#  > De Moderne Marokkaanse Vrouw >  > Mode & Bodycare >  Welke parfum gebruiken jullie?

## FANTACHAT

Ik gebruik momenteel deze..

----------


## lovetheislam

Ik gebruik die van Jadoreeee !

----------


## lovelymodesty

Allure van Chanel!

----------


## [email protected]

Flowerbomb momenteel.

----------


## meisje1992

> Ik gebruik momenteel deze..


lekker, ik gebruik die van de dames

----------


## Desi-Verhalen

Lady One Million - Paco Rabanne

----------


## She-is-Royal

Ik gebruik verschillende.
enkel voor feestjes draag ik dezelfde  :Smilie:

----------


## Prince30

Hugo Boss bottled, D&G nr 10 en 1 million van Paco Rabanne.

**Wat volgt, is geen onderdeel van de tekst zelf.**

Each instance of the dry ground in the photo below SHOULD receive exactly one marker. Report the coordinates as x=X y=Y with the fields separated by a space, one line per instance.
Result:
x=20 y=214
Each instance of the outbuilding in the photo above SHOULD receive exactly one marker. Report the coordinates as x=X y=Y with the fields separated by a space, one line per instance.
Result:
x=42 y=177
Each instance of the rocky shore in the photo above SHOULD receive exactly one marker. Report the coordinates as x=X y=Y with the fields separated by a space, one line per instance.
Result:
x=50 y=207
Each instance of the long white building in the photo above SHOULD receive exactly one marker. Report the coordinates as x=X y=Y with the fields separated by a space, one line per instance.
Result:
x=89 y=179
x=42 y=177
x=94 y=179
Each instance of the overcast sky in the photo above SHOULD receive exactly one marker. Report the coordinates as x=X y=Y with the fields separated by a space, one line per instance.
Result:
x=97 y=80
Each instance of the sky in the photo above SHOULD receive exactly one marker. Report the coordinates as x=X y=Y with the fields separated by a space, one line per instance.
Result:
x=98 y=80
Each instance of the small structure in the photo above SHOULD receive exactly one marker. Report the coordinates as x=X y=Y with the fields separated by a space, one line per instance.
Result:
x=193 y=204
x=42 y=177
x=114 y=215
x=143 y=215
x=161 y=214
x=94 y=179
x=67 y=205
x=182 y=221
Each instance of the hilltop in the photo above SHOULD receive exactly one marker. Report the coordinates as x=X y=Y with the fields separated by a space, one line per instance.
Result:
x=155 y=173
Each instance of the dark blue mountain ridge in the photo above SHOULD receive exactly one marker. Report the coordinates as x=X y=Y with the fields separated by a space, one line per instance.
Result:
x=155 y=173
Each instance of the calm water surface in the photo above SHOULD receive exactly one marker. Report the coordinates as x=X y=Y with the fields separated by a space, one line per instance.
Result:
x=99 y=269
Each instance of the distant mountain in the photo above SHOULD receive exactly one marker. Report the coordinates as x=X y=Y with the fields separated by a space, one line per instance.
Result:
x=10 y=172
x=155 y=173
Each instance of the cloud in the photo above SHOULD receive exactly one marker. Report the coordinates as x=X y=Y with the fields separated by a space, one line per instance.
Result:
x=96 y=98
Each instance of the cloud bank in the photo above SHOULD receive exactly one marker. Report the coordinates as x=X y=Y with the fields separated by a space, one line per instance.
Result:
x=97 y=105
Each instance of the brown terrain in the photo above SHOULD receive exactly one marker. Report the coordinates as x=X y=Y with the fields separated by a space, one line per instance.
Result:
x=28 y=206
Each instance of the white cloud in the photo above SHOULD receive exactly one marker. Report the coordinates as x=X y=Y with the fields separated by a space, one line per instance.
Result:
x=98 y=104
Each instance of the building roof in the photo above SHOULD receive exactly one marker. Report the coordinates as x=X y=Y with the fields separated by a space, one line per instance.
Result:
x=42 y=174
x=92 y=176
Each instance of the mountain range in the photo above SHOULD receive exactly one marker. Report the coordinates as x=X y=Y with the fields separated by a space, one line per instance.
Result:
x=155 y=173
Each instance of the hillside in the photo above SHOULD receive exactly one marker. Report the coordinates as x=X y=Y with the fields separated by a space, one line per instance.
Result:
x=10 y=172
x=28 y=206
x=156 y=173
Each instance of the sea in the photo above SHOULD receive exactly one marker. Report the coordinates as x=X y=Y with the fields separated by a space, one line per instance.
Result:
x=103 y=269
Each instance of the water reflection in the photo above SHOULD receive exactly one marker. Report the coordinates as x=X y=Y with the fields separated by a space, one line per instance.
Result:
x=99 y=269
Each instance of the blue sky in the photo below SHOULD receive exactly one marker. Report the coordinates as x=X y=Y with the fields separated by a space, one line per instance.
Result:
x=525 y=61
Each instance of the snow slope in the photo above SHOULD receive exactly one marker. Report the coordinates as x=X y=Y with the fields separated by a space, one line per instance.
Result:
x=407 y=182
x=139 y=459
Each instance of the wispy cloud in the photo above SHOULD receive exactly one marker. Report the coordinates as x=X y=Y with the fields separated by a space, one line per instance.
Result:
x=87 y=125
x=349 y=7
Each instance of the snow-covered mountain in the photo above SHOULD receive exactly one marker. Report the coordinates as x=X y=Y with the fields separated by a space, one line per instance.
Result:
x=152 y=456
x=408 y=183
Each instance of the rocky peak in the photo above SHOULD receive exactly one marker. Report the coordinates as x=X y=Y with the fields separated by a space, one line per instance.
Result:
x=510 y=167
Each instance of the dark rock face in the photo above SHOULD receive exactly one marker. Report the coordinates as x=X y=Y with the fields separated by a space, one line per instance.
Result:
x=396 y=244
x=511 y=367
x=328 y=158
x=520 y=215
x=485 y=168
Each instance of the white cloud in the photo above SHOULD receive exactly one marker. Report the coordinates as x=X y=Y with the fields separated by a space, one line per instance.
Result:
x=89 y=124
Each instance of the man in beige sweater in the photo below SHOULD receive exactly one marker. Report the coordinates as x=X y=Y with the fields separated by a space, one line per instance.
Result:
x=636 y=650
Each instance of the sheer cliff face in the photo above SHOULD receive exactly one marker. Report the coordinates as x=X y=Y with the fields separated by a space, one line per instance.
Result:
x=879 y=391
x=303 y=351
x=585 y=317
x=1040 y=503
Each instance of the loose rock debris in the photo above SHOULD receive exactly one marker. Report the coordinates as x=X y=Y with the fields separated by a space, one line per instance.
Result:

Wat is nu heel in en ruikt lekker?

----------


## Jackson12

zelfde als topic starter... goeie parfum!!!

----------


## Adiva

Yves Rocher - Evidence.

----------


## Jessica88

Burberry Brit en Miracle van Lancome..

----------


## ZorgzameMeid

ik heb pas geleden prada gekocht maar ik vind hem niet zo lekker haha

----------


## Amira2013

Flowerbomb van Viktor&Rolf

----------


## Maroua1

DKNY be delicious

----------


## Chamalia_

Chanel chance, eau fraiche, de groene  :love:

----------


## Juffrouw_Saartje

Parfum op oliebasis zoals amber of rozenolie.

----------


## Karin.N

Eternity van Calvin Klein

----------


## ti7atje

azzaro ,,,lekker geur  :Smilie:

----------


## Batata Helwa

verschillende

----------


## Lailla92

Die van Chloe.

----------


## Pares

One million :blozen:

----------


## Lailla92

> Allure van Chanel!


My favourite!! <3

----------


## Pumi

Nu Hugo Boss, Deep Red.

----------


## faatjje

guess & sex and the city. #iloveit

----------


## Mis beauty

Lancom la vie Est Belle

----------


## sammetje009

chanel mademoiselle mijn favo en one million

----------


## eswara

One million door de uitverkoop hahah.

----------


## FatimaBo

Dior & Chanel  :bandiet:

----------


## mehdi-mehdi

Ik gebruik nu al een jaar of 4 'Legend' van Mont Blanc.
Krijg daar ontzettend positieve reacties op.  :blozen:

----------


## Real07

Versace dreamer is nog altijd n van mijn favorieten!

----------


## BloedgroepV

Flowerbomb en Gucci Guilty.

----------


## Wegmisbruiker

Laatst 3 gekocht. 
Sculpture (classic)
Joop Go
Dior Intense

----------


## samira_elai81

Nr 1 alien die is echt lekker
2. La vie a bella super 
3 armani code dat zijn een beetje mijn geuren

----------


## Chira wa3ra

Ik heb tegenwoordig allerlei body mist flesjes, o.a. van Rituals

----------


## Dinalicia

Narciso rodriguez in dat roze flesje is life!
Voor de rest bulgari coral en la vie est belle

----------